Année 2026 - Nantes
Fin décembre, la décision est prise. L'aventure au Pôle France s'arrête. Nathan Soliman décide de ne pas aller au bon du cursus pour s'engager avec l'Hermine de Nantes en Elite 2. Le saut dans le monde professionnel à seulement 17 ans. Mais être surclassé, c'est une habitude chez lui puisqu'il a toujours été. Avec donc de l'avance, il se lance et s'acclimate assez vite et bien. Malheureusement, Nantes échoue face à Poitiers pour obtenir une chance d'accéder à la Betclic Elite. Au final, Nathan Soliman joue 20 matches sous la tunique nantaise pour 9 points, 4 rebonds, 2 passes de moyenne avec 48% de réussite aux tirs dont 26% à trois points.
Le terrain, le changement de niveau et d'adversité, Nathan Soliman s'y est rapidement adapté. Il n'a été que très rarement en difficulté pour répondre aux défis qui se sont présentés à lui. Des difficultés, oui. Inévitablement, il en a rencontré. Notamment contre Blois ou lors des playoffs quand le niveau est encore monté d'un cran. Mais il a aussi répondu présent et apporté à cette équipe nantaise. Notamment sur le jeu à mi-distance. D'entrée, il a montré une aptitude à aller chercher des points dans ces situations. Des tirs qu'il a réussi à se créer lui-même ou en se jouant de l'aide des ses coéquipiers.

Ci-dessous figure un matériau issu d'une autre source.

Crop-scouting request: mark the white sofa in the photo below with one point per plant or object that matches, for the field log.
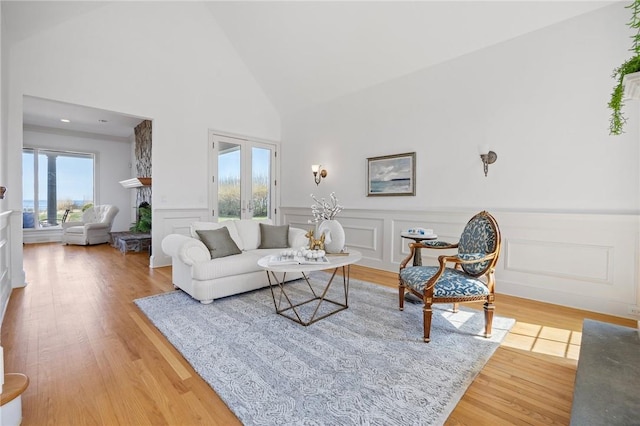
(205, 278)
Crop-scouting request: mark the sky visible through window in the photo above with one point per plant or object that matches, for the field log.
(74, 178)
(75, 175)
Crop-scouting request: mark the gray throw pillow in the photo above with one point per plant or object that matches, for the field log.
(219, 242)
(272, 236)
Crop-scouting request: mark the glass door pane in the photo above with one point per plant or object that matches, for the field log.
(261, 182)
(229, 181)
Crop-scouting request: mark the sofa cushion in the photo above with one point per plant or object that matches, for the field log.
(219, 242)
(213, 269)
(229, 224)
(249, 231)
(273, 236)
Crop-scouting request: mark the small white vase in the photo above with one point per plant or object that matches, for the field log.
(334, 236)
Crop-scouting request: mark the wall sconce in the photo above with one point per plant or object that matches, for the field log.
(487, 157)
(318, 173)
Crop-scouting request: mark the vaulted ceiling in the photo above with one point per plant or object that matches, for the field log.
(308, 52)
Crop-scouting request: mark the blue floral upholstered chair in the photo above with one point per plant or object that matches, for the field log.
(470, 278)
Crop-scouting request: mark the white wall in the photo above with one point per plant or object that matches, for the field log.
(168, 61)
(539, 101)
(112, 164)
(565, 192)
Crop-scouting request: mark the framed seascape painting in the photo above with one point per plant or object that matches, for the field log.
(391, 175)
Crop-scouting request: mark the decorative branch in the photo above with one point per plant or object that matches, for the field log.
(323, 210)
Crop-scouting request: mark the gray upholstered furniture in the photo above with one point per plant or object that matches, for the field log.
(94, 228)
(221, 259)
(467, 276)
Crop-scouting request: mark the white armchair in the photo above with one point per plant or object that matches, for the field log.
(94, 227)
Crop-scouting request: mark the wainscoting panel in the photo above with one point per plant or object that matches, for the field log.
(5, 262)
(563, 260)
(588, 261)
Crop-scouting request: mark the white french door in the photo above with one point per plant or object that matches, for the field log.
(243, 178)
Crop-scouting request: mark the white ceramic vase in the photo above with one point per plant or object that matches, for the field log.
(334, 236)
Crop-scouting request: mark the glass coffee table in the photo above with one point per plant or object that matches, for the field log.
(297, 307)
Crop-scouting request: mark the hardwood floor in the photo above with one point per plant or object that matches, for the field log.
(93, 358)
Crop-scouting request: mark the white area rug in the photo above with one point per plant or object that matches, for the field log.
(366, 365)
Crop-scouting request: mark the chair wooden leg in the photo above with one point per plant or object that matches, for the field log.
(489, 308)
(427, 313)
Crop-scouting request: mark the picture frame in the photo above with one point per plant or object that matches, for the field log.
(391, 175)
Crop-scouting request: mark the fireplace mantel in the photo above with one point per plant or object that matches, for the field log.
(136, 182)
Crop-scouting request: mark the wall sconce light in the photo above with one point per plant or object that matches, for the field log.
(318, 173)
(487, 157)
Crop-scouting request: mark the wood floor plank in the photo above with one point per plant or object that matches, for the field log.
(94, 359)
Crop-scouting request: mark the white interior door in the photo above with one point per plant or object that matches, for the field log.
(243, 181)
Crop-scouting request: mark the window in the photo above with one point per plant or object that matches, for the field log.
(56, 185)
(246, 183)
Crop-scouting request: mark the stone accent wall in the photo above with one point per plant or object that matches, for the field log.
(143, 159)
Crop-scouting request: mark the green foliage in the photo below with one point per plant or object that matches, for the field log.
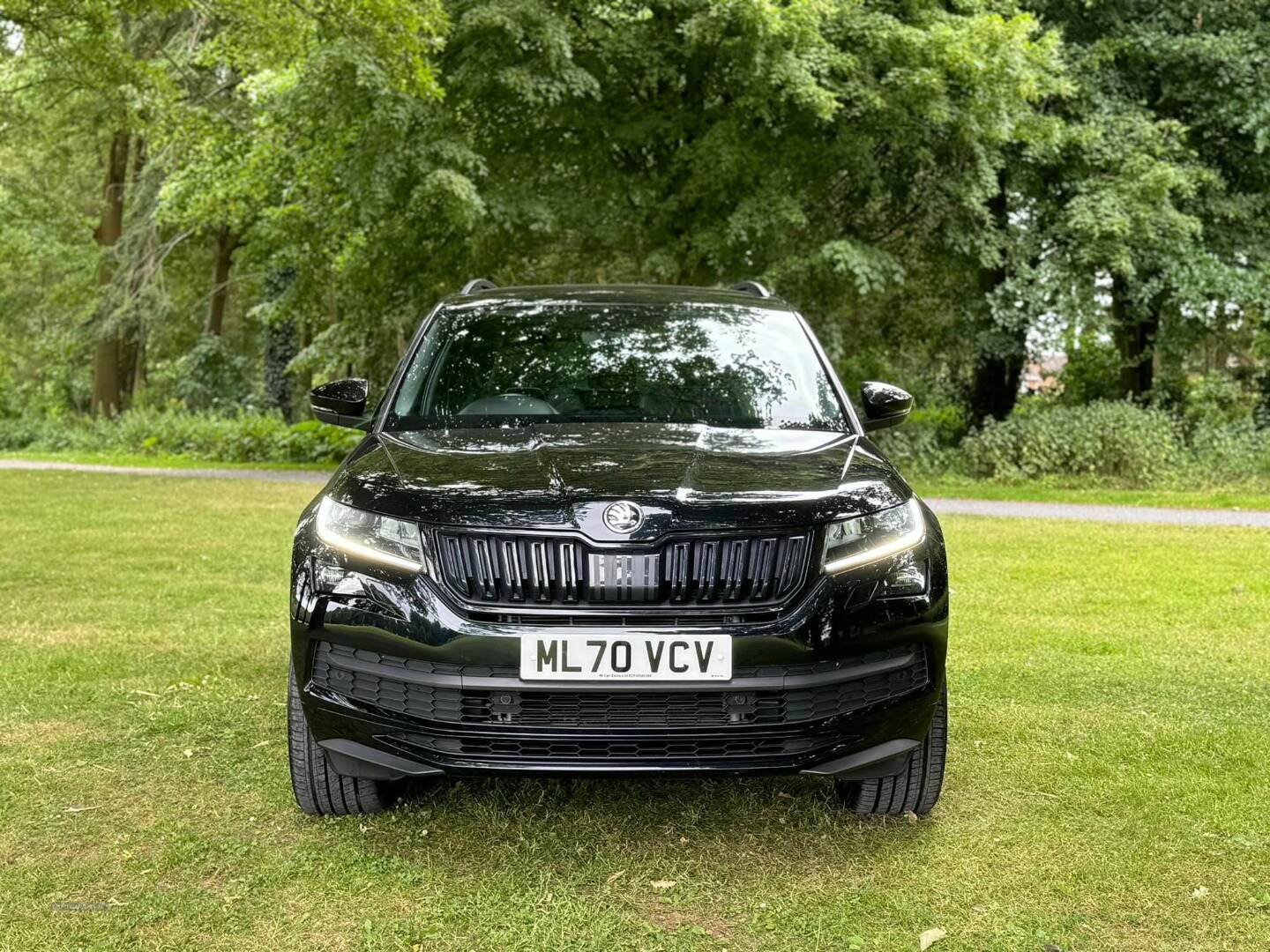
(1091, 372)
(931, 184)
(1116, 441)
(927, 441)
(211, 376)
(1119, 443)
(239, 438)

On a également vu un joueur capable par moment d'attaquer le panier (main gauche, main droite). Le premier pas reste limité, tout comme le handle et ses changements de direction, mais il a su se créer des opportunités. Il y a eu beaucoup de raté dû principalement à un manque de technique dans l'utilisation de son corps et de sa longueur pour terminer efficacement. Un élément à suivre dans le futur. Par ailleurs, dans ces situations de drive, il a certes eu des ratés mais il a aussi provoqué un bon nombre de fautes. Elles ne se sont toutefois pas toujours terminées par des lancers (4 tentatives en moyenne).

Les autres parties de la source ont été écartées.